Honeycomb Helper: A device to help workers package bottles

Michael Westrom, Rex Sheikh, and Mc Crwuz Leonce Matchoumboud

United States Military Academy, West Point, New York

# ABSTRAct

Access: Supports for Living in Middletown, New York is a non-profit manufacturing company that employs workers with disabilities. One of its mainstay projects is a pharmaceutical bottle packaging process. As the bottles reach the end of the conveyor line, workers hand-package the bottles in a client-specified, alternating pattern. This process requires the workers to manually package cardboard boxes that contain four layers with 50 bottles in each layer for a total of 200 bottles.
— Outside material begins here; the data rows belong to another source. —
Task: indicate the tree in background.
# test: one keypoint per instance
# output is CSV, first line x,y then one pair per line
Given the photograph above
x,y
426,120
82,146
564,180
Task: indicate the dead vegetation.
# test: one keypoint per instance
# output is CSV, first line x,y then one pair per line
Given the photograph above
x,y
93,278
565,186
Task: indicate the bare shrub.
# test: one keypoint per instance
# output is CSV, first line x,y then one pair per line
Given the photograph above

Experienced workers package one box in times ranging from 3.5 to seven minutes. Bottle placement must exactly match the specified pattern, which presents a challenge for some workers with certain cognitive disabilities. Through an iterative design process that incorporated customer feedback, the group designed and tested a beta prototype that simplifies the bottle packaging process for workers with cognitive and sensory impairments. The device guides the worker in bottle emplacement ensuring achievement of the complex pattern. Use of the Honeycomb Helper will allow workers with a wider range of disabilities to participate in a process that may otherwise exclude them, providing more economic opportunity for these workers while expanding the pool of workers for Access. The group tested the device with Jesus, a worker who was previously unable to package the boxes. While using the device, Jesus successfully packaged on the conveyor line with an average time of 10:29. The Honeycomb Helper has opened additional employment opportunities for Jesus and potentially other workers with disabilities.
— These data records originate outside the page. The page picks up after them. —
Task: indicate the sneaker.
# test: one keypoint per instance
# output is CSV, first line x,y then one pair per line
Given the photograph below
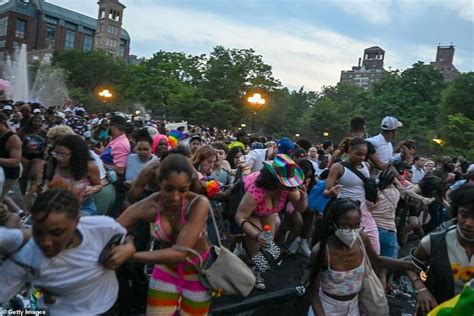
x,y
238,250
304,248
294,246
259,281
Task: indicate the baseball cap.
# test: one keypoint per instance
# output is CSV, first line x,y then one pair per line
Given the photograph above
x,y
390,123
285,146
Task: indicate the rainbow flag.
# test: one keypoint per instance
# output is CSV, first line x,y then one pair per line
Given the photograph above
x,y
174,137
212,187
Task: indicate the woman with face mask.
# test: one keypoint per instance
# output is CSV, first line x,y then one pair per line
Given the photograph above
x,y
338,261
449,253
350,186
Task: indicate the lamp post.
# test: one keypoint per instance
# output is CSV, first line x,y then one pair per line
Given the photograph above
x,y
255,100
105,94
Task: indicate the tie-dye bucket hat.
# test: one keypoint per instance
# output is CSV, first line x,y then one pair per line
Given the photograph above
x,y
286,170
# Problem statement/ background

Access: Supports for Living in Middletown, New York is a non-profit manufacturing company that employs workers with disabilities. One of its mainstay projects is a pharmaceutical bottle packaging process. As the bottles reach the end of the conveyor line, workers hand-package the bottles in a client-specified, alternating pattern. This process requires the workers to manually package cardboard boxes that contain four layers with 50 bottles in each layer for a total of 200 bottles. Experienced workers package one box in times ranging from 3.5 to seven minutes. Bottle placement must exactly match the specified pattern, which presents a challenge for some workers with certain cognitive disabilities.

The problem statement is: design a means to simplify a bottle packaging process that will allow workers with a wider range of disabilities to participate. The device must be simple for the user to emplace and remove, must appropriately guide bottles, and must avoid damage to the packaging materials, which include a box, a protective plastic liner, and three foam layer separators.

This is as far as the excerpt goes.